“Shame, without a doubt, is the biggest barrier to people seeking care. We can overcome that.”
What was your path to becoming a therapist? What inspired you to choose this profession?
New York is a highly competitive, stressful place to work. It’s easy to seek relief by using alcohol, drugs, overeating, gambling, toxic relationships, over working—the possibilities are endless! I learned this from first hand experience. Fortunately, I was able to find therapists and counselors to support and guide my recovery. I was inspired by their efforts and decided to follow in their path.

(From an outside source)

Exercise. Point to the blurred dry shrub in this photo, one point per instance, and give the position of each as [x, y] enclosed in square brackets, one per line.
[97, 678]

What do you think is the biggest barrier today for people seeking care?
Shame, without a doubt, is the biggest barrier to people seeking care. Even if we overcome the shame of substance abuse or addictive relationships, we may still suffer from shame over our appearance, our finances, and our education. Shame is a basic emotion that’s part of being human. Most people feel their sense of shame reduced by the end of their first session.
How does collaboration with other providers play into your work?
I have never encountered a client who suffered from too much support. Collaboration with other providers is a cornerstone of my approach. I welcome the opportunity to work with psychiatrists and other professionals who are part of your recovery. If you are in a support group or 12-Step group, I encourage you to continue participating.
Do you work with clients coming out of rehab?
Yes, definitely. I work with many clients who are transitioning from inpatient rehab to an outpatient clinic. Other clients I see go directly from rehab back to daily life. I also run outpatient support groups for professionals who are in recovery.
What would you want someone to know about working with you?
Choosing the right therapist can feel like an overwhelming task. I make myself available for 15-minute phone calls so you can ask whatever questions are on your mind to get a sense of my personality and qualifications. There is no charge for this and you should feel no obligation. In fact, I encourage you to talk to two or three therapists, as many as it takes, to find someone who makes you feel comfortable and inspires your confidence.
“I have never encountered a client who suffered from too much support. Collaboration with other providers is a cornerstone of my approach.”